Over 112 artists have been confirmed as victims of intellectual property theft, with recordings stolen by fake artist accounts on all major streaming services.
NASHVILLE, TN, USA, January 14, 2020 /EINPresswire.com/ — As reported last week by Saving Country Music, over 112 artists have been confirmed as victims of intellectual property theft, wherein their recordings have been directly stolen and repurposed by fake artist accounts operating on all major streaming services, including Spotify, Amazon, Apple Music, Google Play, YouTube, and many more. Saving Country Music reports that the theft includes at least 831 songs, which have received in excess of 5 millions streams, generating an estimated $1,500 per week for owners of 24 confirmed fake accounts.
Los Angeles-based pop artist Katrina Stone was tipped off by fans that heard her music through Spotify’s Discovery Weekly feature, which means that the stolen songs are actively being promoted on streaming services. To date, Stone has identified 26 songs stolen and being sold by fraudulent accounts.
“I reached out to Spotify, Apple, and Amazon, and they would not help me,” Stone told Saving Country Music. "They were just too big. I had the burden of proof. To put in 26 copyright claims, one per song per streaming site would take forever. So I just went to the source. I reached out to DistroKid, and they opened an inquiry, discovered that all the music was mine, and then they said it would be down in about a week.”
As of last week, Stone has successfully had all 26 stolen tracks removed from the major streaming sites, over 7 months from the date they were first posted by the fraudulent accounts.
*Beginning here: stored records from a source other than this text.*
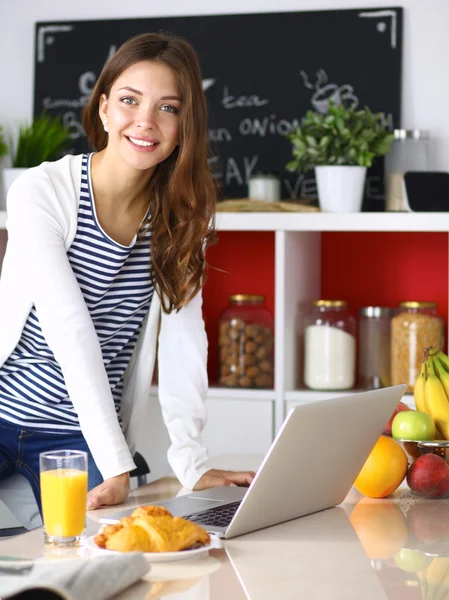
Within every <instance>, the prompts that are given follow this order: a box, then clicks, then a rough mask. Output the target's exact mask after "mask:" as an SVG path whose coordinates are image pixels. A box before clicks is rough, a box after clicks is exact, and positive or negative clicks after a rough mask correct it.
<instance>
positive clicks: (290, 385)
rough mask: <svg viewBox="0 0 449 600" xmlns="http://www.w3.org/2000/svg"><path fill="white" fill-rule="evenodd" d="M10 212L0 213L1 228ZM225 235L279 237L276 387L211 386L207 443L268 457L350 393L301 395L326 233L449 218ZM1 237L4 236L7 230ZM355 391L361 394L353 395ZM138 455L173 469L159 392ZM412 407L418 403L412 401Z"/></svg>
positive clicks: (354, 220) (249, 213)
mask: <svg viewBox="0 0 449 600" xmlns="http://www.w3.org/2000/svg"><path fill="white" fill-rule="evenodd" d="M5 222H6V213H5V212H1V211H0V229H2V228H4V227H5ZM216 225H217V230H218V231H273V232H274V235H275V315H274V316H275V386H274V389H273V390H243V389H242V390H236V389H225V388H213V387H212V388H210V390H209V396H208V400H209V401H208V415H209V416H208V424H207V427H206V429H205V432H204V440H205V442H206V445H207V446H208V448H209V451H210V456H211V457H213V456H218V455H222V454H246V455H247V454H254V455H261V454H262V455H263V454H264V453H265V452H266V450H267V449H268V447H269V445H270V443H271V441H272V439H273V436H274V435H275V433H276V432H277V430H278V429H279V427H280V425H281V423H282V421H283V419H284V417H285V415H286V413H287V412H288V410H289V409H290V407H291V406H294V405H295V404H298V403H304V402H316V401H319V400H323V399H325V398H329V397H331V396H337V395H343V394H347V393H351V392H314V391H310V390H298V389H297V377H296V374H297V371H298V365H299V357H298V354H297V349H298V347H299V344H298V343H297V337H296V336H297V334H296V331H297V322H296V320H297V309H298V305H300V304H309V303H310V302H311V301H312V300H313V299H315V298H318V297H319V296H320V291H321V273H320V265H321V243H320V242H321V239H320V238H321V232H324V231H342V232H348V231H366V232H380V231H385V232H387V231H390V232H391V231H397V232H407V231H408V232H418V231H421V232H447V233H448V237H449V213H353V214H329V213H318V212H317V213H294V214H291V213H219V214H218V215H217V221H216ZM0 233H1V232H0ZM354 391H355V390H354ZM152 397H153V399H154V402H151V404H150V407H149V411H148V415H147V419H146V423H147V424H148V425H147V427H145V431H144V432H143V433H142V437H141V440H140V441H139V445H138V447H139V450H141V451H142V452H143V454H144V455H145V456H146V457H147V458H148V460H149V462H150V466H151V470H152V475H151V477H152V478H157V477H159V476H161V475H164V474H165V473H166V472H167V470H168V464H167V462H166V459H165V455H164V453H163V452H161V450H162V449H163V448H164V447H166V448H168V445H169V440H168V435H167V432H166V430H165V427H164V425H163V423H162V417H161V414H160V409H159V405H158V402H157V388H156V387H154V388H153V390H152ZM405 400H406V402H407V403H408V404H409V405H410V406H413V397H412V396H408V397H406V399H405ZM155 457H157V458H155Z"/></svg>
Most troubling is that the technology to prevent such widespread theft and redistribution already exists. Stone, as well as Saving Country Music and other artists affected, used the free Shazam app to locate many of the stolen songs. Without regulation, there is little incentive for distributers to protect artists and songwriters.
“There’s nothing really stopping them,” Stone told Saving Country Music. “Even though my stuff was just pulled, they could upload it today under a different name, and I wouldn’t be able to find it. There’s no way for me to search for it. And who does the responsibility fall on? DistroKid makes you click a little box that says, ‘I acknowledge that this work is 100% my own.’ But you can just lie, and then they don’t have any responsibility anymore. Meanwhile streaming services are trusting these distributors.”
While this type of intellectual property theft should be concerning for everyone, it doesn't have the financial impact for multi-platinum artists that it does for the scores of hard-working independent artists who rely on their music sales as a primary source of income.
"Any normal person would get upset if the car they drive to work everyday was stolen," says Stone. "These songs are not only my property, they are how I make a living. I don't want anyone to get away with it anymore."
About Katrina Stone:
While the independent music scene in Los Angeles is vast and daunting, there are, on occasion, acts that break through the noise to prove their relevance as music moguls in the making. Katrina Stone is one of those rare talents. She has been lauded on an international scale through scoring brand endorsements, performing on national stages like the Warped Tour and CityWalk Hollywood, and even earning critical praise for her songwriting that can be heard in advertisements around the world. Her infectious pop track "Never Wanna Grow Up" continues to attract national attention with licensing placements with brands such as Wayfair, Hulu, Apple, Pez, and many more. Stone is currently wrapping up production on a forthcoming album, due in May, with a tour to follow.